Alan, what Tamara said is correct. It's a simple present cost vs. possible future costs equation, on both sides. When a company settles for any amount when the underlying suit appears 100%, or 99% non-meritorious, as this one does apparently, then that amount is what's known as the "nuisance value" of the lawsuit. The "nuisance value" of this suit was 500K. Keep in mind that it did not rise to that level of nuisance value (thankfully) until the plaintiffs' lawyers (and or their clients, the plaintiffs) had spend tens of thousands (or hundreds of thousands perhaps) themselves preparing it, filing it, and preparing for trial. The nuisance value may have been $1,000 or $5,000 on the day that the plaintiff's attorney agreed to take the case, but fortunately they can't jack it up until they done a ton of work preparing it for trial (because this in turn makes the other side prepare for trial, and contemplate the actual trial costs themselves, which are enormous).
 

Tamara

Moderator Emeritus
...as it turns out, the plaintiff's attornies (IE: The Brady Bunch) didn't get a penny. Sucks to be them. :)
 

FirstFreedom

Moderator
Yeah, that is a smiley face. :) Not sure of the details there....

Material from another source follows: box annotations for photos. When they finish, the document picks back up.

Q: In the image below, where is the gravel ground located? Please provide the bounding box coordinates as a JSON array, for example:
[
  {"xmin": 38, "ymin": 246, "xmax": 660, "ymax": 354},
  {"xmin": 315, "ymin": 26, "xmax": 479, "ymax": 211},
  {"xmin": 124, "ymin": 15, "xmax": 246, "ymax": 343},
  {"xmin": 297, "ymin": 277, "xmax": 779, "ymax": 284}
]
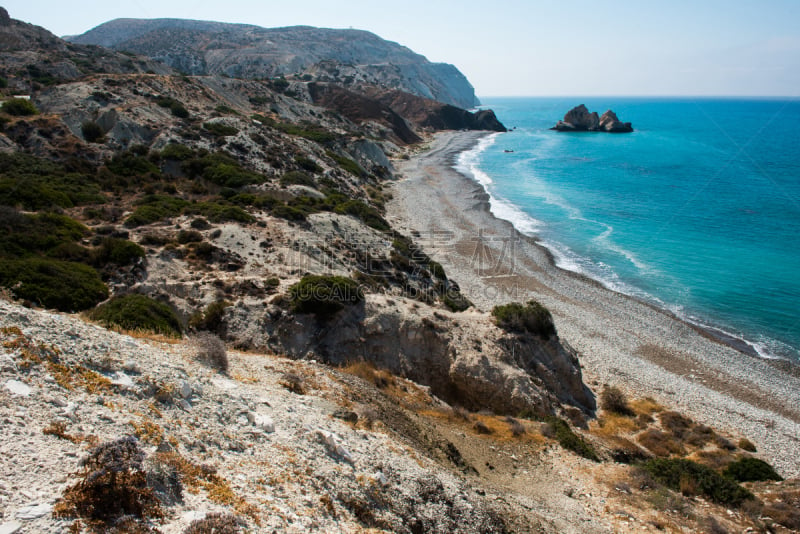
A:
[{"xmin": 388, "ymin": 132, "xmax": 800, "ymax": 477}]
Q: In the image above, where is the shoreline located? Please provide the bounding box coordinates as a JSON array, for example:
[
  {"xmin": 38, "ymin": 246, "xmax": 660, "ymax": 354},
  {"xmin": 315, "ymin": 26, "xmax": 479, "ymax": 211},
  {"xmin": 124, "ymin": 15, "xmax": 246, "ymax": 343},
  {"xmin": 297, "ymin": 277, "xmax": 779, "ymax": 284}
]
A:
[{"xmin": 388, "ymin": 132, "xmax": 800, "ymax": 476}]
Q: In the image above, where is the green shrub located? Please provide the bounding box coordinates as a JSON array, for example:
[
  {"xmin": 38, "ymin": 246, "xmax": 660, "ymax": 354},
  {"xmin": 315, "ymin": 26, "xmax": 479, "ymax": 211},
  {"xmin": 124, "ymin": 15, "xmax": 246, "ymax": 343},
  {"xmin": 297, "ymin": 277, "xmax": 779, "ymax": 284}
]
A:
[
  {"xmin": 183, "ymin": 201, "xmax": 255, "ymax": 223},
  {"xmin": 545, "ymin": 416, "xmax": 600, "ymax": 462},
  {"xmin": 492, "ymin": 300, "xmax": 556, "ymax": 339},
  {"xmin": 81, "ymin": 121, "xmax": 105, "ymax": 143},
  {"xmin": 600, "ymin": 386, "xmax": 636, "ymax": 416},
  {"xmin": 91, "ymin": 237, "xmax": 145, "ymax": 267},
  {"xmin": 177, "ymin": 230, "xmax": 203, "ymax": 245},
  {"xmin": 89, "ymin": 293, "xmax": 183, "ymax": 337},
  {"xmin": 0, "ymin": 208, "xmax": 89, "ymax": 258},
  {"xmin": 203, "ymin": 122, "xmax": 239, "ymax": 137},
  {"xmin": 334, "ymin": 200, "xmax": 391, "ymax": 232},
  {"xmin": 0, "ymin": 98, "xmax": 39, "ymax": 116},
  {"xmin": 642, "ymin": 458, "xmax": 754, "ymax": 506},
  {"xmin": 289, "ymin": 276, "xmax": 364, "ymax": 316},
  {"xmin": 281, "ymin": 171, "xmax": 317, "ymax": 187},
  {"xmin": 0, "ymin": 152, "xmax": 105, "ymax": 211},
  {"xmin": 156, "ymin": 96, "xmax": 189, "ymax": 119},
  {"xmin": 161, "ymin": 143, "xmax": 194, "ymax": 161},
  {"xmin": 0, "ymin": 257, "xmax": 108, "ymax": 312},
  {"xmin": 294, "ymin": 155, "xmax": 322, "ymax": 174},
  {"xmin": 325, "ymin": 150, "xmax": 364, "ymax": 177},
  {"xmin": 189, "ymin": 300, "xmax": 231, "ymax": 335},
  {"xmin": 106, "ymin": 150, "xmax": 158, "ymax": 176},
  {"xmin": 271, "ymin": 205, "xmax": 306, "ymax": 222},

Tamara, let me interject a totally off-topic observation here, since you're hanging out at TFL today, since this does not warrant its own thread: Regarding your sig line....although true, I find it ironic that you pick that sig line, as a gun owner, since it's the wonderful idea known as a "democracy" or "simple majority rule" that brings to us the utopian measures know as the "1994 Clinton Crime Bill" and other various and sundry measures sometimes mislabeled "gun control", whereas OTOH, it is our "Constitutional Republic", which is a check-and-balance twist on the base form of "democracy" which allows us, in theory at least, to thwart "majority rule" (thank gawd) when it violates fundamental constitutional principles, such as freedom of RKBA, freedom of speech, etc. What gives?